Thursday, October 23, 2008

Greenspan defrocked: Congress takes him apart and rightly so; he ran Fed on personal ideology

Congressional members of both political parties -- facing angry constituents and re-election races back home -- unloaded an American financial icon Alan Greenspan in a way he never experienced in his 18 years as chairman of the Federal Reserve.

In the end, his excuses and ranging rationalization of his failures to warn the American people of the coming economic catastophe left him looking beaten and very old. His regal omnipotence he regularly flashed before Congress and in selling his life story vanished. He knew his place in history is now as a failure, a culprit and wrongdoer in the annals of American economics. Move over, Herbert Hoover.


Now the nation's news media -- wedded to their left and right ideologies -- won't describe today's congressional hearings on regulation oversight in this way. Conservatives love Greenspan for allow unbridled greed to carry the day and the nation. Liberals are protecting one of their own since Greenspan is married to NBC's Andrea Mitchell.
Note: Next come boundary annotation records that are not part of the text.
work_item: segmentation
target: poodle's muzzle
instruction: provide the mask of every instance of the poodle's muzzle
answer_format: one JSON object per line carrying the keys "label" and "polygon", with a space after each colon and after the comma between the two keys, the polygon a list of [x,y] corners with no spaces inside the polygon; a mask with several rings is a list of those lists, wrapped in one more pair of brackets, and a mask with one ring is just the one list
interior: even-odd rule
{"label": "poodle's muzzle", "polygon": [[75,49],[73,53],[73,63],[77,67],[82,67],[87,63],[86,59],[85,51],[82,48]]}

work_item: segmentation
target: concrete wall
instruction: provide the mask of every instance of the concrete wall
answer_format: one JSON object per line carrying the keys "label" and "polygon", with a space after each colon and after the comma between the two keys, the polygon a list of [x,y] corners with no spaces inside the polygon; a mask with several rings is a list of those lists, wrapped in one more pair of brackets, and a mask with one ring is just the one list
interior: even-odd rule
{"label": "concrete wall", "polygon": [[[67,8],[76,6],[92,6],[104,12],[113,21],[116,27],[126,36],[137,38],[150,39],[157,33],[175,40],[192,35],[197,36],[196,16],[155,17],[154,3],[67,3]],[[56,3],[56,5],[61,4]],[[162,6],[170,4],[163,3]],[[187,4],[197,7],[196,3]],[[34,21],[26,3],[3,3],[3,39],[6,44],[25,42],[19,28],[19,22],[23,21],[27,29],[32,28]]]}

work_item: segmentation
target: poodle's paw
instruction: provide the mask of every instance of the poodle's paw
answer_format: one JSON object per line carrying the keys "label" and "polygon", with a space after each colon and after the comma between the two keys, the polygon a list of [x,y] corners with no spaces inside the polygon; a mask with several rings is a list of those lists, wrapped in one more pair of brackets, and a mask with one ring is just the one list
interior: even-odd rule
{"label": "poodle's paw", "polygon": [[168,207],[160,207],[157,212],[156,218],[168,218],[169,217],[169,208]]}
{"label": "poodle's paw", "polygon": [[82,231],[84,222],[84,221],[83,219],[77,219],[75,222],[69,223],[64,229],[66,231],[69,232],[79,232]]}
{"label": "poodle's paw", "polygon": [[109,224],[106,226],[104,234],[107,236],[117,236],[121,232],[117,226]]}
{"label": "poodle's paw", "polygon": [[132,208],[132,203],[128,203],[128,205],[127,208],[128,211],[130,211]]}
But the kind of responses that Greenspan was reduced to saying back to congressional questioners came from finally being caught, to being shown you have no clothes, that you misjudged the most incredible economic calamity since the Great Depression.

Consider:

"We're not smart enough as people."

"Forecasting never gets to be 100% accurate."

"I have to go back and refresh my memory."


Does that make you feel good about the system of oversight that's supposed to protect investors? It shouldn't. O, how the powerful have fallen in the weakness of their convictions and the depravity of their excuses.

Time and again, committee members read Greenspan back his own words from this decade and the previous one. At one speech, he promoted adjustable rate mortgages that sank Wall Street. He even told USA Today that he stood by his speech. But today, he claimed he did not mean it, or meant it in a very limited sense.

A 1994 GAO report pointed to financial derivatives as a danger. Greenspan says that report still is wrong.

The SEC and even his own staff produced warnings. He set them aside.

Instead, congressional members uncovered in Greenspan's writing and his arrogance a personal ideology by which he ran the Fed as an American king, not a public servant. Greenspan wrote that he was committed to a libertarian ideology of government keeping its hands out of the markets. Did you ever vote for that ideology at the ballot box? Libertarian candidates usually get about 1 percent of any vote.


Yet Greenspan weakly responded, claiming a free market will always punish wrong. And Rep. John Sarbanes of Maryland pounced:

"You conceded a flaw in your ideology but you have not conceded that the market will not punish wrongdoers. Like a bad driver, they'll have a wreck one day. But a lot of people can be hit (in that wreck) as bystanders. That's how a lot of the American people feel."

And it is how Greenspan rightly feels now after today's hearing. His legacy is a wreck just like the investments of households across this country.